DevOps & Site Reliability Engineer (GCP)

Full time

Remote

Islamabad, Pakistan

Job Requirements

Hires in

Islamabad, Pakistan

Employment Type

Full time

Company Location

United Arab Emirates

Salary

Not specified

As a DevOps Engineer, you will design, implement, and maintain the infrastructure that supports our applications and services — and, just as importantly, you will keep that infrastructure reliable in production. You will work closely with development, QA, and IT teams to automate and streamline operations, build the observability that lets us catch problems before customers do, and lead the response when incidents happen. This is a hands-on role where you own the health of production, not only its build-out. We are hiring at a mid level (3–5 years) for someone with strong production instincts and the judgment to grow into a senior reliability owner as we scale globally.

Key Responsibilities

Infrastructure Management

Design, deploy, and manage cloud infrastructure on Google Cloud Platform (GCP).
Implement and maintain scalable container orchestration using Docker.

CI/CD Pipeline

Develop and maintain continuous integration/continuous deployment (CI/CD) pipelines to automate testing, building, and deployment processes through GitHub and Google Cloud Run.
Collaborate with development teams to integrate new features into the CI/CD process.

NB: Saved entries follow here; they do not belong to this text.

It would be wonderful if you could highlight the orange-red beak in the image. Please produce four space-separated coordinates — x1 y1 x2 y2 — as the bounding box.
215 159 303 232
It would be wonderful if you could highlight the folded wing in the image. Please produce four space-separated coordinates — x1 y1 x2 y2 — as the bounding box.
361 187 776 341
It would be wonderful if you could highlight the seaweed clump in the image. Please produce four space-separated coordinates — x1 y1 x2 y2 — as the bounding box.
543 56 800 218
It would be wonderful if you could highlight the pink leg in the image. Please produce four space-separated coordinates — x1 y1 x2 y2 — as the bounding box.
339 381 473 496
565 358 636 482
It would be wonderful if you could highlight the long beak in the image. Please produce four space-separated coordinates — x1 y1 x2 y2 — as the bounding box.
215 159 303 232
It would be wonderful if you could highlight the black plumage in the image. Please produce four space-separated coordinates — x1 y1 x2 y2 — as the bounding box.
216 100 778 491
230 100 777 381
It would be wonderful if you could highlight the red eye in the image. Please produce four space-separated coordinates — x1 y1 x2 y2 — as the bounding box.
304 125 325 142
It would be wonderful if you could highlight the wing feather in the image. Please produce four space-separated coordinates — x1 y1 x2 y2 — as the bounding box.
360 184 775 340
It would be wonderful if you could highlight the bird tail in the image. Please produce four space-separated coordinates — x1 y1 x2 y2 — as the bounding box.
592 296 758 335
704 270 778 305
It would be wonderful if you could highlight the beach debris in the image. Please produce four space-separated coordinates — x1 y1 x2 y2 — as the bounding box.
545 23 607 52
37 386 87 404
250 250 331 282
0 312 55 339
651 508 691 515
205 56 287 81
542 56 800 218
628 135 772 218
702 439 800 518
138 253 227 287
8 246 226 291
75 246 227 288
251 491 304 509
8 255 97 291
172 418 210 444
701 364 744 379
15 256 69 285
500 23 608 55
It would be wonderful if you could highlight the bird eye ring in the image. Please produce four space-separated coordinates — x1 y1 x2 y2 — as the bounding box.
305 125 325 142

Monitoring & Observability

Set up and manage monitoring, logging, and alerting systems using tools like Elasticsearch, Kibana, Prometheus, and New Relic.
Build dashboards, metrics, and actionable alerts so engineering detects degradations before customers do — and so no critical signal (e.g. a database running hot for hours) ever goes unnoticed.

Reliability & Incident Response (SRE)

Define, measure, and own service-level objectives (SLOs/SLIs) and error budgets for critical services.
Lead incident response end to end: triage by severity, form a hypothesis and confirm it with metrics before taking action, mitigate, and drive to resolution. Act as incident commander on major incidents and coordinate communication across stakeholders.
Run blameless postmortems, identify true root causes, and track corrective actions to closure.
Participate in an on-call rotation; continuously reduce toil and mean-time-to-recovery (MTTR) through automation.
Plan for capacity, performance, and cost as we scale toward multi-region, global traffic.

Database Management

Administer and optimize MongoDB instances, ensuring data integrity, performance, and security.
Implement backup, recovery, and disaster recovery strategies for MongoDB and other databases.

Security & Compliance

Implement security best practices across infrastructure, applications, and data.
Ensure compliance with industry standards and internal policies.

Automation & Scripting

Automate infrastructure provisioning, configuration management, and system operations using GCP services.
Develop custom scripts as needed to enhance automation and operational efficiency.

Collaboration & Support

Work closely with development and QA teams to support the software development lifecycle.
Provide technical guidance and support to resolve infrastructure-related issues.

Qualifications

Education

Bachelor's degree in Computer Science, Engineering, or a related field (or equivalent experience).

Experience

3–5+ years of experience as a DevOps Engineer or in a similar role.
Strong experience with Docker, including container orchestration using Kubernetes.
Hands-on experience with Google Cloud Platform (GCP) services, including Compute Engine, Cloud Storage, Cloud Run, and GKE.
Experience with Elasticsearch for monitoring, logging, and search.
Proficiency in administering and optimizing MongoDB databases.
Demonstrated experience operating production systems and responding to incidents — not only building infrastructure. You can point to real production incidents you owned, quantify their impact concretely (users affected, duration, consequence), and describe what you changed afterward.

Skills

Strong scripting skills in Python, Bash, or similar languages.
Proficiency in infrastructure as code (IaC) tools such as Terraform or Ansible.
Experience with CI/CD tools such as GitHub Actions or CircleCI.
Sound production-debugging methodology: observe and form a hypothesis before acting, reason about how components fail together (e.g. how a queue backlog interacts with the database), and update your approach when new information appears.
Familiarity with defining alerts, dashboards, and SLOs; comfort reasoning about availability, latency, saturation, and error budgets.
Excellent problem-solving and troubleshooting skills.
Strong communication skills and ability to work collaboratively across teams.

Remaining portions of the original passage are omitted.